When I looked closer at the unit, I found (with my voltmeter) that although I had sufficient voltage before I turned the unit on, when the Wallas tried to draw significant current, the voltage dropped down significantly. It was then obvious that the problem was not in the Wallas but in the wiring. I investigated further and found the main inline fuse (close to the house battery) was corroded. I suspect this is not an uncommon problem and people should look here first.
 
Wow, Jody is a magician! Wallas now working just fine, cabin nice and toasty despite outside temp in the 40s.

Thank you, Jody!

--Georgs

jkidd":1uovrvbe said:
1 turn the switch on
2 after the light starts flashing leave the switch on and remove the fuse or disconnect the power lead.
3 with the switch still in the on position reconnect the power.
4 now turn the power switch off.
5 try to start like you normally would.
 
Georgs, Jody:

Thank you for your input on this. I have been away from the forum for a while.

Please note: The 125DU (aka 95DU25) has no lockout feature. The 85DU270 does. The 85 series superseded the 95 series in 2006.

Either the stove is an 85DU270 or the problem was something else.

Doug at Scan
 
Well, now we have a mystery on our hands--and the solution was indeed magical!

I'm not on the boat so cannot look for additional numbers but the TomCat is nine years old, so the stove would be a 2001 or 2002 model. Let me get back to you, Doug.

--Georgs



macmac":o791ktd6 said:
Georgs, Jody:

Thank you for your input on this. I have been away from the forum for a while.

Please note: The 125DU (aka 95DU25) has no lockout feature. The 85DU270 does. The 85 series superseded the 95 series in 2006.

Either the stove is an 85DU270 or the problem was something else.

Doug at Scan
 
Somewhat related Questions for the Wallas pro's.

If the Wallas starts OK, on the batteries, and runs without the engines running, is it OK to start the engines with the Wallas still running?
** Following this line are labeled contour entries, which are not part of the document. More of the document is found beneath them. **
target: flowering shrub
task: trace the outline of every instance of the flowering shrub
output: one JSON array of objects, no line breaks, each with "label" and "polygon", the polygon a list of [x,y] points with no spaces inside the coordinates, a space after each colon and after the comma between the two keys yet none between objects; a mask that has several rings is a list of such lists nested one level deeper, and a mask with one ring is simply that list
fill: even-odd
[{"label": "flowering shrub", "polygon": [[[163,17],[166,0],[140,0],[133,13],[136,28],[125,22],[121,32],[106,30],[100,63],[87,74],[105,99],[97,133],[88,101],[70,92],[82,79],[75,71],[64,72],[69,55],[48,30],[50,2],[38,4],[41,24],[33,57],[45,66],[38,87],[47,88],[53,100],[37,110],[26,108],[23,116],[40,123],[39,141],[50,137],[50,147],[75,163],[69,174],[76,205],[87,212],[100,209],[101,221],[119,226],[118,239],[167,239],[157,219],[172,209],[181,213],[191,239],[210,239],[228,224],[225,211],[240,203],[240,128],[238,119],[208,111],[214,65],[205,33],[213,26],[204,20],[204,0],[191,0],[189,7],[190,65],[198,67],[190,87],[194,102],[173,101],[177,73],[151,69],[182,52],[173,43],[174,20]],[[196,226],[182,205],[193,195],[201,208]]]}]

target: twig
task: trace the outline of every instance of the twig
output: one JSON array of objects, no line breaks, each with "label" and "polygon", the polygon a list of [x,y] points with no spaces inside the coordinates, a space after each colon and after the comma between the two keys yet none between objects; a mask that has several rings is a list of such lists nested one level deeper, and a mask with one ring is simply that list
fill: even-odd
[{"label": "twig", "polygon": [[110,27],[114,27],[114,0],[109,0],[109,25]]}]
Would it make a difference if the top was up or down during the start?

Or does the Wallas need to be shut down prior to starting the OB's?

Harvey
SleepyC :moon
 
hardee":1h4ibr9e said:
Somewhat related Questions for the Wallas pro's.

If the Wallas starts OK, on the batteries, and runs without the engines running, is it OK to start the engines with the Wallas still running? Would it make a difference if the top was up or down during the start?
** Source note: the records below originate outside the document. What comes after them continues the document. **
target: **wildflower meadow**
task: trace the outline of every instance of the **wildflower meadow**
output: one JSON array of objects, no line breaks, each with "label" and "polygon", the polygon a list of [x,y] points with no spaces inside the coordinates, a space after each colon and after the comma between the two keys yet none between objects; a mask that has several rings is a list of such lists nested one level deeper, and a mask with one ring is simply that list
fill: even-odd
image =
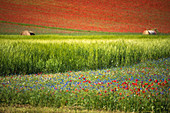
[{"label": "wildflower meadow", "polygon": [[168,112],[168,36],[0,36],[0,103]]}]

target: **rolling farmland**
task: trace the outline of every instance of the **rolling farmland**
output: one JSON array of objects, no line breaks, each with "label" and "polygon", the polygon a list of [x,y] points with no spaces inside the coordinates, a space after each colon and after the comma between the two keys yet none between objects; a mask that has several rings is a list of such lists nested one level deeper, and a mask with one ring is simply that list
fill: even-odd
[{"label": "rolling farmland", "polygon": [[6,0],[0,20],[67,29],[141,33],[170,32],[169,0]]},{"label": "rolling farmland", "polygon": [[169,112],[169,6],[0,0],[0,112]]}]

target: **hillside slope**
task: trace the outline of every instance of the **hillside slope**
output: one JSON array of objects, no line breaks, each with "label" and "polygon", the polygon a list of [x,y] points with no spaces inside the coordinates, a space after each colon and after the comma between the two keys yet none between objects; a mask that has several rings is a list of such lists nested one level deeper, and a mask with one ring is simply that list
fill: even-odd
[{"label": "hillside slope", "polygon": [[170,33],[169,0],[0,0],[0,20],[103,32]]}]

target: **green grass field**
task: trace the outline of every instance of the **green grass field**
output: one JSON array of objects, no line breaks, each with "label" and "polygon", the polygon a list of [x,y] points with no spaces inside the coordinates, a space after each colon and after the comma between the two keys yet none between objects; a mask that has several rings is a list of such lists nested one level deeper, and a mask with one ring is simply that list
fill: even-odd
[{"label": "green grass field", "polygon": [[0,35],[0,111],[168,112],[169,38]]}]

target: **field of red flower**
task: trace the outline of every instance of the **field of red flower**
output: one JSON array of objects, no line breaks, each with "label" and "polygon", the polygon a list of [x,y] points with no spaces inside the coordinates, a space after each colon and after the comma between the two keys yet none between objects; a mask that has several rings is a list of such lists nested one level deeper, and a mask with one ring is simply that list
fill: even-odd
[{"label": "field of red flower", "polygon": [[169,0],[6,0],[0,20],[103,32],[170,33]]}]

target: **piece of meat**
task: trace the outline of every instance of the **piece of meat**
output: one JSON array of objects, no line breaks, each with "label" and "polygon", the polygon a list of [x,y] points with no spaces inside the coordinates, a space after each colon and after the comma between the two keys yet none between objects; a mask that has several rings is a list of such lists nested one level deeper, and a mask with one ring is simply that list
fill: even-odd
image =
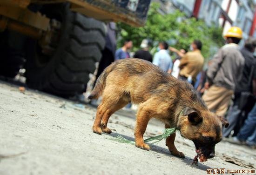
[{"label": "piece of meat", "polygon": [[205,157],[203,154],[202,153],[202,151],[201,150],[196,149],[195,150],[195,152],[196,152],[196,153],[197,153],[197,154],[194,158],[192,165],[193,165],[194,164],[195,164],[196,166],[198,165],[198,158],[199,158],[199,160],[201,162],[207,161],[207,158]]}]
Or does the Wallas need to be shut down prior to starting the OB's?

Harvey
SleepyC :moon

My Wallas runs off of my house battery so starting there would be no effect. Is your Wallas running of of the cranking batteries?
 
Yes, the cranking/combo house batteries. I have twin OBs and each one has their own individual group 27 battery. I do have a 1-2-B-Off switch. Don't know if I could Isolate the wallas because it runs of the Stbd battery. Maybe switch the switch to that side, and then start the other engine then go back to both, running it up a bit, so it would see the charge. If I go to the single port side It would have no power and I can see that result --- goes out ASAP.

Harvey
SleepyC :moon
 
Steve, Thanks. I know what you are saying. I know I don't need a Group 27 to start a 40 yami. And I have considered a rewire. It was pretty messed up by the original commissioner and I have made very few changes. I did increase the battery size and generally run them on both to even the load. I do carry a jumps start system, and am exceptionally obsessive about what loads are on and where the switches are set.

The rewire is more than I can handle so would either need to have it done or wait until I get retired and have the time to do it piece by piece. The ACR switch sounds like a good idea though. Thanks.

Harvey
SleepyC :moon
 
Steve,

Thanks, except for the time. Eventually I will add another battery and some solar charging, giving me a single house battery, a battery for electronics and an appropriately sized starting battery. I may be contacting you for some hints when I do the change. Thanks :D

Harvey
SleepyC :moon
 
Time... I hear you.
A small solar panel may be next on the list just to keep the battery topped up for the overly fussy Wallas when the engines aren't run every day.